Lesson 2 of 12: Mindset
When to Interview
Knowing when not to interview is as important as knowing how.
User interviews are expensive. Every hour spent recruiting, scheduling, and conducting conversations is an hour not spent building. The decision-first framework gives you a clear heuristic for when research is worth the cost.
The Reversibility Test
If a decision is:
- Reversible (you can undo it if it turns out wrong)
- Cheap to implement (days, not quarters)
- Backed by sufficient existing evidence (you already have analytics data or prior research)
...don't interview. Ship it and learn from real usage.
When Research Is Essential
Conversely, schedule interviews when:
- The decision involves significant engineering investment (multiple sprints or quarters)
- It affects a critical user journey (activation, checkout, core workflow)
- The team is operating on intuition alone: nobody has actually talked to users
- Existing data tells you what happens but not why
The "why" is what interviews uniquely provide. Analytics shows you a drop-off at step 3 of checkout. Interviews tell you users were surprised by the shipping cost they saw for the first time on that exact page.

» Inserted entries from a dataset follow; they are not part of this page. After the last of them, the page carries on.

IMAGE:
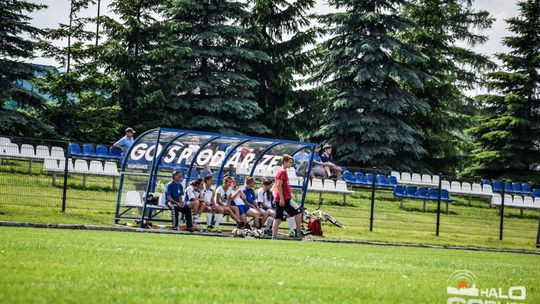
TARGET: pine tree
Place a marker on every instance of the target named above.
(444, 24)
(369, 70)
(136, 56)
(282, 29)
(82, 110)
(17, 45)
(508, 134)
(217, 93)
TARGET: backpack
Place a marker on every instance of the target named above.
(314, 226)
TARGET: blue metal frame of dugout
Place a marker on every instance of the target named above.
(157, 152)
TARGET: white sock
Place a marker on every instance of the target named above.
(269, 223)
(218, 220)
(291, 224)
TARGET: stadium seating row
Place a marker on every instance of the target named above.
(523, 189)
(81, 166)
(516, 201)
(100, 151)
(26, 151)
(360, 179)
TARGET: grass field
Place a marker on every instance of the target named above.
(46, 265)
(33, 198)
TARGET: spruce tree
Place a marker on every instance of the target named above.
(369, 70)
(444, 26)
(17, 46)
(217, 93)
(136, 55)
(282, 29)
(508, 135)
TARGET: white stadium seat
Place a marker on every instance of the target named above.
(496, 200)
(341, 186)
(96, 167)
(4, 141)
(42, 152)
(133, 199)
(50, 165)
(445, 184)
(11, 150)
(57, 152)
(316, 184)
(329, 184)
(455, 186)
(27, 151)
(405, 176)
(62, 164)
(110, 168)
(466, 187)
(81, 166)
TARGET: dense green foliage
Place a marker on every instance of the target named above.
(368, 69)
(386, 82)
(508, 134)
(443, 27)
(17, 45)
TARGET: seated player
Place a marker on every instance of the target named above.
(238, 199)
(222, 199)
(173, 193)
(211, 206)
(194, 198)
(251, 202)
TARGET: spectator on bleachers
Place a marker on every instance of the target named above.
(318, 169)
(301, 161)
(174, 192)
(328, 161)
(125, 142)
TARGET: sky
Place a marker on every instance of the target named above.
(58, 11)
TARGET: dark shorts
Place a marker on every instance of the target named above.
(291, 211)
(242, 209)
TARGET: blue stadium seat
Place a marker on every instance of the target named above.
(348, 177)
(369, 178)
(516, 187)
(526, 188)
(433, 194)
(381, 180)
(445, 196)
(497, 186)
(74, 149)
(399, 191)
(410, 191)
(360, 178)
(421, 193)
(88, 150)
(102, 151)
(391, 180)
(508, 187)
(115, 152)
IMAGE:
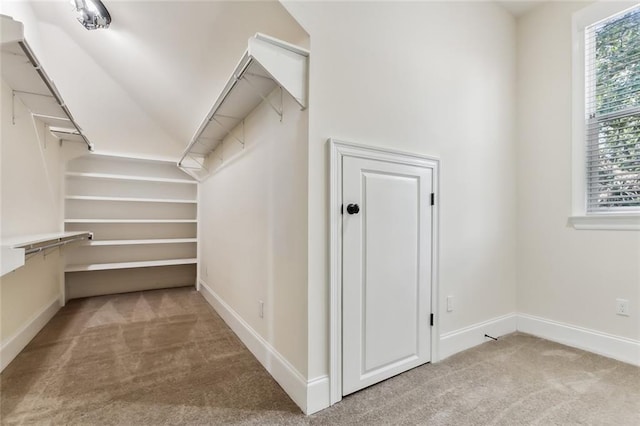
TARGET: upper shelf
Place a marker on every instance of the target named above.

Applying the heuristic at Duolingo
1
Scenario: Reword the streak-loss notification
Verdict: Skip research. Reversible, cheap, and you can A/B test the new copy against the old one in production within a day.
Your analytics show that 40% of new users abandon onboarding before finishing it, but you don't know why. The engineering team estimates 6 weeks to rebuild the onboarding flow. Do you interview?